I’m struggling to see why this should be an or. Use circuit breakers to prevent overloading or abusing individual instances and use retries, or backup requests to prevent customer impacts.
I've found that the best practice tends to be retry with exponential back off then ultimately log a failure (raising a warning with airbrake, rollbar, etc) and fail hard.
It’s pretty much a semaphore, except that the author seems to tie it in with a Request Volume Threshold that prevents a number of attempts per time as well as a total number here, which is interesting to me where I have an application that will go from phone app to server and hadn’t considered the difference.
That 10 connections is different from 10 instant connections.
Good discussion. My only critique is that a discussion of what is the best kind of failure should always start by discussing how different situations mean different preferences on the kind of failure you get.
A good basic intro. A "circuit breaker" is discussed as independent of the load balancer. Often those functions are combined. How does the load balancer detect when one of its resources has gone down? Or is overloaded and just slow. And how do you keep the load balancer from being a single point of failure?
Not much mention of whether requests are idempotent. Some things you don't want to retry, like payments.

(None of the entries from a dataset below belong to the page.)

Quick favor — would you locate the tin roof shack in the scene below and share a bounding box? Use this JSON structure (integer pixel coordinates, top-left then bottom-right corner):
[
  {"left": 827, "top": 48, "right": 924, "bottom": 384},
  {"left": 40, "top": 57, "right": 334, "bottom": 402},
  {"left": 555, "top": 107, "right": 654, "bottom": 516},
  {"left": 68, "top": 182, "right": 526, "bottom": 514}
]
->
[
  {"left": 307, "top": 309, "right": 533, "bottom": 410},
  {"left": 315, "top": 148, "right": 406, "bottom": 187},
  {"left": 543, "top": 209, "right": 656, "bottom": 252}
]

Are you retrying to use different resources? Or in hopes the same resource will come back up? Those imply different strategies. Older telephony systems tried one retry with different resources, then gave up. If a call had failed twice, it probably wasn't a transient problem.
Especially in async msg-based systems. ActiveMQ (and the JMS API) has built in support for setting a message expiration upon sending, but you can also configure all of these policies on the broker itself.
If the system is down for a day, and reports only valid for that day, there is no sense in "catching up". Throw the old work away and start with the fresh stuff.